Me: What about ESPN?

Pete: Greatest contribution has been poker. Made it a sport with Miller and Cialis sponsorships.

Me: Do you play poker online?

Pete: Enough to have joined the Poker Players' Alliance. We're lobbying to make electronic cash transactions easier after the terrible law passed in the last Congress by a group who'd probably back repeal of the 21st Amendment. Former Senator Alphonse D'Amato is heading our lobbying effort. But TV brought respectability to poker. On the other hand, maybe the 2004 World Series of Poker Champion, Greg Raymer, brought respectability to ESPN. Latest was a rumor he was running for the vice presidential nomination of the Libertarian Party.

Me: One final sports marketing issue: Michael Vick.

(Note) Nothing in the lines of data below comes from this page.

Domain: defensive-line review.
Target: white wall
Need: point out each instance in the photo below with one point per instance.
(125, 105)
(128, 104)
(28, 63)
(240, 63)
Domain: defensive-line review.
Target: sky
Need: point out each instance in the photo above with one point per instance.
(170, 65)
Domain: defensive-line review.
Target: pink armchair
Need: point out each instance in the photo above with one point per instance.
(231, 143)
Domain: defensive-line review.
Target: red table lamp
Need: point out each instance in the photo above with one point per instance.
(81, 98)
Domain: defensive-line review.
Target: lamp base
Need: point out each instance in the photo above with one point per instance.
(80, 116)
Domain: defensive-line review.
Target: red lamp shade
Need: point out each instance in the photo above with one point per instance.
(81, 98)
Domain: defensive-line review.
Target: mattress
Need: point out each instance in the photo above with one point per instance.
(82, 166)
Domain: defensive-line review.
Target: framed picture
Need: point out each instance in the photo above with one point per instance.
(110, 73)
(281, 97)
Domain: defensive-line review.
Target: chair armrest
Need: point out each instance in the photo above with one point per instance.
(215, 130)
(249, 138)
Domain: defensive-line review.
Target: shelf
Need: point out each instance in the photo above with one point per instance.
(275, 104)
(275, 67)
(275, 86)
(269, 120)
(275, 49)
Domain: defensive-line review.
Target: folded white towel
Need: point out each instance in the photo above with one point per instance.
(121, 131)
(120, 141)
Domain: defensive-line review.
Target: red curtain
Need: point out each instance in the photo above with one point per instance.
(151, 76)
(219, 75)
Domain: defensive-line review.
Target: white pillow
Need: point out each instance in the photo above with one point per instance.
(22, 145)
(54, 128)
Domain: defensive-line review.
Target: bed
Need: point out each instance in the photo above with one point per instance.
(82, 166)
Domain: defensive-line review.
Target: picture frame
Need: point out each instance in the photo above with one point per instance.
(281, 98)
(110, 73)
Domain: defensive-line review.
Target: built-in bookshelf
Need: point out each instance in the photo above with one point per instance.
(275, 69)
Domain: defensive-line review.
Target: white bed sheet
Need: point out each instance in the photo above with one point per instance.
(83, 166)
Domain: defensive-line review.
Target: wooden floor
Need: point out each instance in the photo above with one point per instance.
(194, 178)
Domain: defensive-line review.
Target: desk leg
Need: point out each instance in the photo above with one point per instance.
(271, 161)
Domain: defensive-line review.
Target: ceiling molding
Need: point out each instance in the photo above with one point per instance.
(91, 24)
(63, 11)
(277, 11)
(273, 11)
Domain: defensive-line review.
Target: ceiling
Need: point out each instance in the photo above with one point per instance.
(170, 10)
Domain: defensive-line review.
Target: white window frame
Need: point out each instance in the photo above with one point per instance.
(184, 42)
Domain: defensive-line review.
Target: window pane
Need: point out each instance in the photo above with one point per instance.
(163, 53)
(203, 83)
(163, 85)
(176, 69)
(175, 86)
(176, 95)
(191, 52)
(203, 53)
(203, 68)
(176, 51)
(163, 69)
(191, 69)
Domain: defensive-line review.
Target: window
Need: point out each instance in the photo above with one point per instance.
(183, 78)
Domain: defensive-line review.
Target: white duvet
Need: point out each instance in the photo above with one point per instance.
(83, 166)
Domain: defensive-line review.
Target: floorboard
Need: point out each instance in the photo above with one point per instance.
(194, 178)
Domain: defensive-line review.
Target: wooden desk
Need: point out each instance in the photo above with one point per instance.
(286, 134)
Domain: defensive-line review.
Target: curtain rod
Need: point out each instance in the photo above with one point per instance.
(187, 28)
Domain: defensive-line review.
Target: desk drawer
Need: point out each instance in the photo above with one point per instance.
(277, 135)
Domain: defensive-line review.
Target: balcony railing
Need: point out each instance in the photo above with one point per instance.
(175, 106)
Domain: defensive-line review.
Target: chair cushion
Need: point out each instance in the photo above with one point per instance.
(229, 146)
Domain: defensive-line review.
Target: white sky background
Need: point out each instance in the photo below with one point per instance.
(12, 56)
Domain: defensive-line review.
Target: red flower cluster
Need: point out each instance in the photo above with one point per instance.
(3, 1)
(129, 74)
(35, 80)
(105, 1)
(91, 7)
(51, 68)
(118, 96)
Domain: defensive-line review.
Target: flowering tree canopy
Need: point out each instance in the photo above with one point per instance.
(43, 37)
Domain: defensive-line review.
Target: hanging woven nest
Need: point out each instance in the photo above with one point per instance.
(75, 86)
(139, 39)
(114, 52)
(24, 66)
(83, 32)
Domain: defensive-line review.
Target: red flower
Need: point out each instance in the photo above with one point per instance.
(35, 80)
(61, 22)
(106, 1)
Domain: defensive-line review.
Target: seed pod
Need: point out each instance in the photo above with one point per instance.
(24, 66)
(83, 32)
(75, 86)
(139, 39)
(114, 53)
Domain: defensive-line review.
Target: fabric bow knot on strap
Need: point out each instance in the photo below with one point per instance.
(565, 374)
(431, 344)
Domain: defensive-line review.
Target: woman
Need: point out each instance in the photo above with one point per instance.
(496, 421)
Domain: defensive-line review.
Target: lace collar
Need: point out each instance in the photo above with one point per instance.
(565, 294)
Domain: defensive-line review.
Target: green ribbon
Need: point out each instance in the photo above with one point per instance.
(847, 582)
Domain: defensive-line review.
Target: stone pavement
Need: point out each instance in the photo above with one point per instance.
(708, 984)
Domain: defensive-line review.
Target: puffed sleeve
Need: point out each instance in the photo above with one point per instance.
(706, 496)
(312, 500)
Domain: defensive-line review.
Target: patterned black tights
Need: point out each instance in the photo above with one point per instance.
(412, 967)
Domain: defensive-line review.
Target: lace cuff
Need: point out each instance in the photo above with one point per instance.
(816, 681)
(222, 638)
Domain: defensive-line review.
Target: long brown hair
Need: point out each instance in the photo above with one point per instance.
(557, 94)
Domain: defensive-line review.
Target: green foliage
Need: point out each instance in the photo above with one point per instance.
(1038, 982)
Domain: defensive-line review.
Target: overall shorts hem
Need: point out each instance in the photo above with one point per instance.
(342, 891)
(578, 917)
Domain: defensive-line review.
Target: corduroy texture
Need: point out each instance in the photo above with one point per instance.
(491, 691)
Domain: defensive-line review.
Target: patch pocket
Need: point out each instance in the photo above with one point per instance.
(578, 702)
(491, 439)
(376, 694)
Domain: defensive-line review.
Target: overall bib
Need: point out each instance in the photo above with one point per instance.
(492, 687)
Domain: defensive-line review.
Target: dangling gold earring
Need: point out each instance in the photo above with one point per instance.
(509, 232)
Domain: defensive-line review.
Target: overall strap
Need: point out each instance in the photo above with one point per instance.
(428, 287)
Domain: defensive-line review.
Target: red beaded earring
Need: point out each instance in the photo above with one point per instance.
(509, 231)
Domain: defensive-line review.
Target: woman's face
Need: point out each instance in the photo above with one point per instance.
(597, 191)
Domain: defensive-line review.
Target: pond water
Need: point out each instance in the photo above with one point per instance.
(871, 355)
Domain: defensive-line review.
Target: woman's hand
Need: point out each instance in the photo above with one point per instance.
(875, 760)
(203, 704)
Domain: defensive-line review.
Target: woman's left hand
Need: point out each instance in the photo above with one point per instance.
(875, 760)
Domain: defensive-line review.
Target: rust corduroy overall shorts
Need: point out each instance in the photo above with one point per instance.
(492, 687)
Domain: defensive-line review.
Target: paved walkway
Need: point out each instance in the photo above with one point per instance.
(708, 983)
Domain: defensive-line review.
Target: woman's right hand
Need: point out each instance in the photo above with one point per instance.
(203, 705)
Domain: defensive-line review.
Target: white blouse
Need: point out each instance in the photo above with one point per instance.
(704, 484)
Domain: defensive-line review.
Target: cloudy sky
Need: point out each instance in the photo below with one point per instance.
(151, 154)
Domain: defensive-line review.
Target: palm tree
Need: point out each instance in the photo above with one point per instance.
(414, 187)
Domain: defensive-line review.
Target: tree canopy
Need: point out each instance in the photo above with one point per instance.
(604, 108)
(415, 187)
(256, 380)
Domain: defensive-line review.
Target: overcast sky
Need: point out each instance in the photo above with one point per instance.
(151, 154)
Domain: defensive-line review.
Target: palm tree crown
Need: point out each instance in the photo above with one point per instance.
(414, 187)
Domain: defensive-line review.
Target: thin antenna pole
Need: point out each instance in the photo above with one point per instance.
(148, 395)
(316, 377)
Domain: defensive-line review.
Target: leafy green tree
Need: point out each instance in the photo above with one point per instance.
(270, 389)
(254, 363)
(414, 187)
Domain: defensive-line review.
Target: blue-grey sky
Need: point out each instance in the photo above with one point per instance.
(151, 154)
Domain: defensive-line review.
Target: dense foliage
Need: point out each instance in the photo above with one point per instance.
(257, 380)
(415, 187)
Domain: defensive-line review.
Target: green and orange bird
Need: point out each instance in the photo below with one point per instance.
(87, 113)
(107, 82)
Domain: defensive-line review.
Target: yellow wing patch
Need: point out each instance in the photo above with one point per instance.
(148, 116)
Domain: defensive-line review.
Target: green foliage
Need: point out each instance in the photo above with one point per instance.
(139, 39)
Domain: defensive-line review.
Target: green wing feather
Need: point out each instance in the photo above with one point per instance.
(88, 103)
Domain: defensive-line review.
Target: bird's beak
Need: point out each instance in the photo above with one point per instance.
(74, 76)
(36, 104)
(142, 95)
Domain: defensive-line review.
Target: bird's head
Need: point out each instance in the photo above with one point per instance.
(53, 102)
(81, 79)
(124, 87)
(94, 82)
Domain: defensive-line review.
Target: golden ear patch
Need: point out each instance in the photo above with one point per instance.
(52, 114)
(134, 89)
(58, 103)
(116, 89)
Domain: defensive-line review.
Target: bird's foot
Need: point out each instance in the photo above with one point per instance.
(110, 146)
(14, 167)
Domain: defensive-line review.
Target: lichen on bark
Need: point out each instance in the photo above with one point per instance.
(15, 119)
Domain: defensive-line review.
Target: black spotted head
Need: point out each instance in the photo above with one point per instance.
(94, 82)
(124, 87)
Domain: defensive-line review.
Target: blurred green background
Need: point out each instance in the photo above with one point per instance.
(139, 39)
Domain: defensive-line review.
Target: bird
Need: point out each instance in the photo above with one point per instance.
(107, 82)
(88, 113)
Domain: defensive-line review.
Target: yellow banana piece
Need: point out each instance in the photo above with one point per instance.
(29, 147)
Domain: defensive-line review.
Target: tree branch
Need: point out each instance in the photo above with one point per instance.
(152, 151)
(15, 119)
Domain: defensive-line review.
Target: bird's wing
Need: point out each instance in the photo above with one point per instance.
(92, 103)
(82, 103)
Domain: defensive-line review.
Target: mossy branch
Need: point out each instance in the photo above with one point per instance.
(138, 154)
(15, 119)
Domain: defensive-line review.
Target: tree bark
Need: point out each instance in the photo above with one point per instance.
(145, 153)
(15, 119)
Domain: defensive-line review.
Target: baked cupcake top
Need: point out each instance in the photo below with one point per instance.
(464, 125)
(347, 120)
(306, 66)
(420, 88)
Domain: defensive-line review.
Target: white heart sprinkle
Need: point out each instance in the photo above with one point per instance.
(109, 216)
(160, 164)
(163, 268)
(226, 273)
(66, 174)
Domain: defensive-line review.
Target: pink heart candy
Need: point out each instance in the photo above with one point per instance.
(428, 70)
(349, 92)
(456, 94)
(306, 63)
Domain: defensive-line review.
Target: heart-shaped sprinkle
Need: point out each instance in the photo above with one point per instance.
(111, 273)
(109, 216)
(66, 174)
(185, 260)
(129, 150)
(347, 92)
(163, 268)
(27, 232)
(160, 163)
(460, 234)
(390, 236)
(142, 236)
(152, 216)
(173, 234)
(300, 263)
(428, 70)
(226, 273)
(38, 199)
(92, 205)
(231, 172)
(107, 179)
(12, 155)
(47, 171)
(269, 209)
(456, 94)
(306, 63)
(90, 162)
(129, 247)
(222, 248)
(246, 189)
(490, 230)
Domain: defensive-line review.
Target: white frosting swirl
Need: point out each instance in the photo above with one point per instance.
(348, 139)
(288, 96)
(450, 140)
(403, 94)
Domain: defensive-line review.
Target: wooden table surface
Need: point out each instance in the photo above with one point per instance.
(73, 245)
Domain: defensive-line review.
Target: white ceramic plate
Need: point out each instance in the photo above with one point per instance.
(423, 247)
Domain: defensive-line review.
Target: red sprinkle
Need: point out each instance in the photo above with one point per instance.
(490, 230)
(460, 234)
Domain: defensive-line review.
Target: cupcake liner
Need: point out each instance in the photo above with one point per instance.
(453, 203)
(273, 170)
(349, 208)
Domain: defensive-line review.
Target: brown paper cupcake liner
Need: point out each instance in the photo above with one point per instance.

Pete: The "I'm no role model" defense. I've already forgotten what he endorsed.



Postscript: Yikes! A week after this conversation, an online betting company, Betfair, voided all wagers on a second-round Prokom Open tennis match in Sopot, Poland between No. 4- ranked Nikolay Davydenko and No. 87 Martin Arguello. Seems that Betfair took in $7 million on the match (10 times the usual), most of it on the big underdog, Arguello. Davydenko, claiming injury, quit shortly after the start of the third set. Say it ain't so, Nikolay.

Actually, say it ain't so, Betfair. The story here isn't whether Nikki took a dive. The big revelation is that Betfair has been sharing information and monitoring irregularities with the Association of Tennis Professionals, the folks who run the tennis tour, since 2003. So the effort to make sure bookmakers are able to balance their books extends beyond the FBI, beyond our borders. Proof that there's no more piercing whine than that of a stung bookmaker.